Figure 4. Dynamics of a model that has successfully predicted greater efficacy for a learning protocol with irregularly spaced intervals

a | A simplified mathematical model describes the activation and effects of two key kinases necessary for long-term facilitation (LTF), a cellular correlate of a simple form of learning, long-term sensitization. Brief applications of 5-hydroxytryptamine (5-HT) activate protein kinase A (PKA) by increasing the levels of the secondary messenger cyclic AMP, and activate the extracellular signal-regulated kinase (ERK) isoform of mitogen-activated protein kinase (MAPK) via a RAS–RAF–MEK cascade. PKA and ERK interact, at least in part, via the phosphorylation of transcription factors, to induce LTF. In the model, the variable ‘inducer’ represents the PKA–ERK interaction. A higher peak value of inducer was assumed to predict a greater amplitude of LTF. b | Six samples of the 10,000 5-HT protocols that were simulated with the model. All protocols consist of five 5-minute pulses of 5-HT, shown as rectangular waves, with inter-pulse intervals chosen as multiples of 5 minutes, in the range of 5–50 minutes. The standard protocol (green trace) is the protocol most commonly used in studies of LTF in vitro. The enhanced protocol (red trace) produced the largest peak value of inducer, whereas the massed protocol (blue trace) produced the smallest peak value of inducer. The standard protocol has uniform inter-pulse intervals of 20 minutes, whereas the enhanced protocol has non-uniform intervals of 10, 10, 5 and 30 min. The massed protocol has no gaps between the 5-HT pulses. c | Simulated time courses of activated PKA, activated ERK and inducer in response to the standard protocol (green traces), the enhanced protocol (red traces) and the massed protocol (blue traces). d | In an empirical validation of the model’s prediction, the LTF induced by the enhanced protocol, as determined by the percentage increase in the amplitude of excitatory postsynaptic potentials (EPSPs), was greater than the LTF produced by the standard protocol. Figure parts c and d are from REF. , Nature Publishing Group.
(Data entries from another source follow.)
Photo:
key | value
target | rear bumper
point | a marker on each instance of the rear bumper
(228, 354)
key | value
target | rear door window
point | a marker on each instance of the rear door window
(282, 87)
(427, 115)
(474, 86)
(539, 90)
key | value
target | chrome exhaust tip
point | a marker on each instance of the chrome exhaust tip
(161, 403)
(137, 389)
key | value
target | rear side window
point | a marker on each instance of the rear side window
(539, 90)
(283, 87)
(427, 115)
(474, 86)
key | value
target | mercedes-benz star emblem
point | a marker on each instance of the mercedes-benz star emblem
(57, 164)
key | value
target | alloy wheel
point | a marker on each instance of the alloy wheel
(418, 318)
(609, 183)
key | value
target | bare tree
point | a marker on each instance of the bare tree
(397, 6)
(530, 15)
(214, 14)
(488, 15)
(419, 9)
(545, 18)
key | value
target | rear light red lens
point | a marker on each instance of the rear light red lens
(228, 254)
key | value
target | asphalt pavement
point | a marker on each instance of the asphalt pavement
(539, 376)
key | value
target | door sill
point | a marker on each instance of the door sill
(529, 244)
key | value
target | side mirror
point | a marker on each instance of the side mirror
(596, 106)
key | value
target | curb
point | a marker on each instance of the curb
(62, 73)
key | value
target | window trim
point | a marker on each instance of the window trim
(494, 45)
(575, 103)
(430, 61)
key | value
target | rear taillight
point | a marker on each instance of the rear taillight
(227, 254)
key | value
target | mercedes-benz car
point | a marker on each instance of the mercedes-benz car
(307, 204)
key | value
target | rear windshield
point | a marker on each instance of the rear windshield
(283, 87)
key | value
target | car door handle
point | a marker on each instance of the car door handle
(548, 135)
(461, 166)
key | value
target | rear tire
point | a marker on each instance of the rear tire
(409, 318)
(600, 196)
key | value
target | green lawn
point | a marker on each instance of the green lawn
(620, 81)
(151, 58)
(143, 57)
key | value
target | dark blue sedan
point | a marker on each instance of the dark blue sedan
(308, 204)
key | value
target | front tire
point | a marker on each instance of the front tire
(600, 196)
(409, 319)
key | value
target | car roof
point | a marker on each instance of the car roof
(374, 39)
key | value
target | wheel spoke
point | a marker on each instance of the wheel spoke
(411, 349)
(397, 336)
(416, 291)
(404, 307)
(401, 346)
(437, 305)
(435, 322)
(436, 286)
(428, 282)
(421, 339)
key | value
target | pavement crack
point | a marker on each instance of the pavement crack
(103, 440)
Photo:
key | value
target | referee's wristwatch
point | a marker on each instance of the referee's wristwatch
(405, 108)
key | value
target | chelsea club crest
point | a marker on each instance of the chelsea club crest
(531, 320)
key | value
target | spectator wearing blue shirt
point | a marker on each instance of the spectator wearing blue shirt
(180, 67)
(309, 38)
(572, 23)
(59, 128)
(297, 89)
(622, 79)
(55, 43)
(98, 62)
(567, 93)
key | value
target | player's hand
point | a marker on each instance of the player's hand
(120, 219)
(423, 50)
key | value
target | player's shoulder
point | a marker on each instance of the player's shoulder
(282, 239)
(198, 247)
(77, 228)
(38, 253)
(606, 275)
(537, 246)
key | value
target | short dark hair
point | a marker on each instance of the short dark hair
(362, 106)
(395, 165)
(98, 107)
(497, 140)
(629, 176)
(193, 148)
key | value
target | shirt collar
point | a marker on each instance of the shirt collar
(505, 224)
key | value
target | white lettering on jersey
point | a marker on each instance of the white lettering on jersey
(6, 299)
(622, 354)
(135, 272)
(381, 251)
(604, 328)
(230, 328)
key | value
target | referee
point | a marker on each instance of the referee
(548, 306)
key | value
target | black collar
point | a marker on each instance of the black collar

Figure 5. A model predicts that a pair of drugs can act synergistically to enhance LTP

A CREB-binding protein (Cbp) mutation impairs hippocampal long-term potentiation (LTP) and impairs learning in mice, and Cbp^+/− mice are considered to be a model for aspects of Rubinstein–Taybi syndrome in humans. We developed a model to examine whether drugs could be used to overcome this impairment in LTP. This figure was generated from a series of simulations of the effects of two drugs on the induction of LTP. LTP was modelled as the percentage increase in a synaptic weight variable. In the absence of drugs, simulated LTP induced by a high-frequency tetanic stimulus was strongly impaired. Only a 50% increase in synaptic weight for Cbp^+/− occurred, compared with an increase in synaptic weight of 148% with non-mutated Cbp. The effect of each drug was simply modelled as a change in the value of a kinetic parameter. In this series of simulations, the doses of two drugs — drug 1, a cyclic AMP phosphodiesterase inhibitor, and drug 2, an acetyltransferase activator — were concurrently varied. The effect of drug 1 was simulated by decreasing a rate constant for cAMP degradation, and the effect of drug 2 was simulated by increasing a rate constant for histone acetylation. The ‘dose’ of drug 1 — the amplitude of the rate constant change — was increased, and simultaneously the dose of drug 2 was decreased. Eighty pairs of drug doses were simulated. Both drugs substantially enhanced LTP. For drug 2 alone (left end point of the graph), LTP was 155%, and for drug 1 alone (right end point) LTP was 116%. For both drugs together, with smaller doses of each drug, intermediate LTP amplitudes were observed (combined-effect curve). This series of simulations further shows that additive synergism persists over a substantial range of drug doses. Additive synergism is quantified as the difference (black double arrow) between the LTP simulated when both drugs are applied together (combined effect curve), and the LTP simulated by adding together the effect of the drugs applied individually in separate simulations (summed effects curve).